Solaris Quartet: Rodney Bennett, Britten, Schubert, St James's Piccadilly, Friday 22 June (SD)

Resident at the London College of Music, the Solaris Quartet were formed in 1998. This characteristically imaginative programme juxtaposed the old with the new. Richard Rodney Bennett's Lamento D'Arianna, of which the Solaris gave the London première in March, is linked to the other works in the programme by the cheerful theme of death - from the 'Let me die' of Arianna's lament to the shadow of death hanging over Britten's Third Quartet (written on his deathbed) and, less overtly, Schubert's late C major Quintet. Members of the quartet gave lively (if not always audible) short introductions to each work, which was a bonus.

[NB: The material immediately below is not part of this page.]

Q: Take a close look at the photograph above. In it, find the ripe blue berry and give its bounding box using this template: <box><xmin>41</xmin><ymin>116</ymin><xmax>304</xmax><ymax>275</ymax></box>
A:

First came Rodney Bennett's modern take on Montverdi's famous madrigal Lamento d'Arianna (the only surviving piece from his opera, Arianna). An arrangement of the first stanza of the madrigal is played as a tonal introduction before the music goes off at a dissonant tangent reminiscent of Tippett's Fantasia on a Theme of Corelli, with meandering, despairing lines weaving in and out of each other; the leitmotivic use of Monteverdi's dark D- E flat-B flat-A theme is similar to the D-E flat-C-B (or DSCH) motif in Shostakovich's Eighth Quartet. The viola produced some beautifully clear, well-pointed playing and the quartet's ethereal final restatement of the madrigal theme was lovely.

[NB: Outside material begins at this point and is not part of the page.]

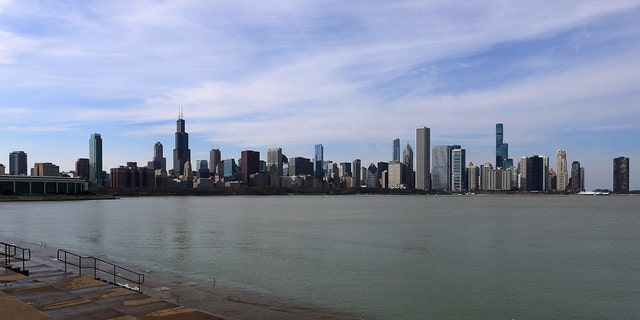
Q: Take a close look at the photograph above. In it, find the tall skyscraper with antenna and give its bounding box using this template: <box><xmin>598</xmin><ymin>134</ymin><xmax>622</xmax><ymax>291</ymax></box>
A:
<box><xmin>416</xmin><ymin>127</ymin><xmax>431</xmax><ymax>190</ymax></box>
<box><xmin>173</xmin><ymin>108</ymin><xmax>191</xmax><ymax>177</ymax></box>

Britten's last quartet begins in a similarly subdued manner to the end of the Rodney Bennett, with a swiftly emerging urgency as the composer's 'heart beats' begins to falter. The different voices of the quartet blended well despite occasional uncertainties of tuning, and the impassioned climax had an appropriate intensity. The first violin played the ostinato movement with wonderfully elegiac feeling. Perhaps put off by the loud chiming of a nearby clock, his ensuing solo cantilena started shakily with some rough tuning and rather thin tone, whereas in the twittering Janacekian interlude the second violin's pizzicato accompaniment came across very well. The leader was happier and more focused in the Burleseque and the cheeky recitative of the finale. Here the cello played tenderly in between the eerie ponticello scratchings (of Death, one presumes, at Britten's door) and in the closing Passacaglia.

In some ways Schubert's Quintet suited the Solaris Quartet very well. The work falls flat without a strong sense of abandon alongside classical refinement. And leader Mark Wilson has quite a wild, Peter Cropperesque streak. Although the opening page was slightly rushed he produced some eloquent phrasing in the allegro's long-breathed lines and aptly brusque articulation at the start of the development. Where the second violin echoes the first the temperamental contrast (and not-always-ideal communication) between the two is emphasised. Meanwhile the second cello played with great sensitivity, never allowing his pizzicato interjections to dominate, as can sometimes happen.

The adagio, taken quite flowingly, was compellingly phrased, though there were some inconsistencies of dynamics (especially with the pizzicato accompaniment) and some unevenness of tone from the leader. The scherzo generated a thrilling momentum and the trio was suitably brooding. But the beautiful singing cello lines in the finale were offset by some scrappy first violin playing and further moments of careless intonation.

A playful of Duke Ellington's I'll Take the A Train rounded off an enjoyable but tantalising concert by a group whose playing is musical and always thoughtful, yet suffers from intermittent insecurity of technique under pressure.